From Powell’s, I make my way to Forest Park. This park, dense with Grimm’s Fairytale inspired Douglas firs, western hemlock and 112 species of birds, overlooks the Willamette River and is America’s largest urban park.
It covers more than 5,000 acres and is home to more than 80 beautiful miles of trails running through dense forest and along pristine streams.
On my stroll through the enigmatic woods, a group of fearless, altruistic Portlanders hover over a dying opossum, debating how best to get it medical attention. Where I see rabies, Portlanders see an animal in need.
The more of Portland I see, the more remarkable it becomes. Six percent of the city’s population, despite frequent rain, commutes to work by bike, the largest percentage of cycling commuters in the country. Hopworks Urban Brewery, one of the city’s finest, uses escaped heat from its pizza ovens to boil water used to make beer.
The brewery’s delivery trucks run on biodiesel made from spent fryer oil. Scapegoat Tattoo Co. actually specializes in vegan tattoos.
On Mississippi Street, one of Portland’s trendiest must-see spots, one can indulge in a variety of boutique stores, including the peculiar Paxton’s Gate, specializing in used taxidermy and other oddities. There are countless restaurants not to mention another the extremely popular food pod, but most intriguing along this road is The Rebuilding Center.
This remarkable non-profit offers “deconstruction services” rather than “demolition services” and carries the city’s largest volume of used building and remodeling materials with the intention of eliminating enormous landfill waste while making home reconstruction affordable for everyone. The center offers workshops in how to safely work with reclaimed building materials.
In the Alberta Arts District, Portland’s most eclectic region and home to the aforementioned Sasquatch Cave,
Eco Power Fitness, a local gym, uses energy created by cardio machines to power the lights, televisions and music. On top of Alberta Street’s trashcans are cup holders for empty cups so that the local homeless population doesn’t have to dig through garbage to find recyclable bottles and cans.
Street corners have kiosks where people leave books so that when they are finished, others can read them.
And while one can’t help marveling at the district’s bohemian benevolence, Alberta Street buzzes with live music and a remarkable food scene including renowned restaurants the Indian gem Bollywood Theater and Bamboo Sushi, home of the city’s best sushi and Izakaya.
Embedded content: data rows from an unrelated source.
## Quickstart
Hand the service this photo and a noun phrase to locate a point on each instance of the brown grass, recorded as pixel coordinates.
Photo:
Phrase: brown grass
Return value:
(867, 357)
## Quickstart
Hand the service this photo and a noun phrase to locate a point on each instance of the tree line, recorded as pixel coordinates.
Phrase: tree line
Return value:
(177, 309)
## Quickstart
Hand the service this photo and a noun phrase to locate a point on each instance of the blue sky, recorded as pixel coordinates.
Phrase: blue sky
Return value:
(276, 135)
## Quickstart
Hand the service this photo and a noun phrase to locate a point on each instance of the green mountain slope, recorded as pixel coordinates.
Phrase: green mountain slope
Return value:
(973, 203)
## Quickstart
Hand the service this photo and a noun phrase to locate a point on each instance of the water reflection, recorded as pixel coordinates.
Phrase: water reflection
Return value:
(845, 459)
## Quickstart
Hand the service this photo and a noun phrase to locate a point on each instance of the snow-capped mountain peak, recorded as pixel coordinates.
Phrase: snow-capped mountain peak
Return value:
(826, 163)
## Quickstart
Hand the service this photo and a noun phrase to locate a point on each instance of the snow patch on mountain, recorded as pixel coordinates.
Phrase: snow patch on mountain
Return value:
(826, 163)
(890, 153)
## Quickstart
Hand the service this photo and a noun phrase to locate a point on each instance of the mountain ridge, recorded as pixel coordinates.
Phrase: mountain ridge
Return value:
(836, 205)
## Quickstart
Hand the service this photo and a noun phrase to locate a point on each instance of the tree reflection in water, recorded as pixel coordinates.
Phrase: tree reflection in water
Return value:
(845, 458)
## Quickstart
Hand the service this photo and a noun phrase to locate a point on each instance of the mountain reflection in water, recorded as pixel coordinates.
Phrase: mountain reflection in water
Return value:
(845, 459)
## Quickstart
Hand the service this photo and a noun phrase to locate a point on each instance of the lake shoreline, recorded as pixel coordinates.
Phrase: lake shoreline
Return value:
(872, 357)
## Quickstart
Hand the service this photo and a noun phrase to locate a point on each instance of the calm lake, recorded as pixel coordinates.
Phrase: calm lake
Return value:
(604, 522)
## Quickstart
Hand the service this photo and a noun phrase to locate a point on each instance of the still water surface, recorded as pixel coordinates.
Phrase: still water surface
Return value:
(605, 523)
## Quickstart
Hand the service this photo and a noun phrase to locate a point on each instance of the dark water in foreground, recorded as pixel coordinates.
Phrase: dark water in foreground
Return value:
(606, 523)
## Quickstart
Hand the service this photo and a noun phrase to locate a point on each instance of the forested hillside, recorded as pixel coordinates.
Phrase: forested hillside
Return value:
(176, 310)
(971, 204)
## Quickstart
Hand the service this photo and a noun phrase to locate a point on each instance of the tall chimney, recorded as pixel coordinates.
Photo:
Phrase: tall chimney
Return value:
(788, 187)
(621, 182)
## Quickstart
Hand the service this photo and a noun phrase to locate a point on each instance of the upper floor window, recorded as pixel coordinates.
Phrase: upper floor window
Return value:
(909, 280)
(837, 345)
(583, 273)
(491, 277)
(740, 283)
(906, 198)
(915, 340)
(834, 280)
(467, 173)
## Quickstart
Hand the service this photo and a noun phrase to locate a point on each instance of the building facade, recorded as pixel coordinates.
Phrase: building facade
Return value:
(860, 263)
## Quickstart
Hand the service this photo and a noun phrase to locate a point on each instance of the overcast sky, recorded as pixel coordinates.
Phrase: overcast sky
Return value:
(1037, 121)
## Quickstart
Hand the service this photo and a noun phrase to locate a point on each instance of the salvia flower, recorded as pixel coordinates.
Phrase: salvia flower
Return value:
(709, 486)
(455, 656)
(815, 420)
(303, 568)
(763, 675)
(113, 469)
One need only visit Portland for a couple of days to realize that it is not only a fantastic city to visit but also is a city with a remarkable self-awareness and that the citizens of Portland fully embrace that identity, pushing well beyond the cliché hipster moniker and into something truly authentic.
As I consider my recently purchased Sasquatch cave and the way the Sasquatch family considers the outside world as though they are merely looking in while reveling in their own preferable natural existence, and then consider Portland and all of its virtues, I can’t help but think, maybe the Mystic Sons of Morris Graves and the people of Portland know something the rest of us don’t.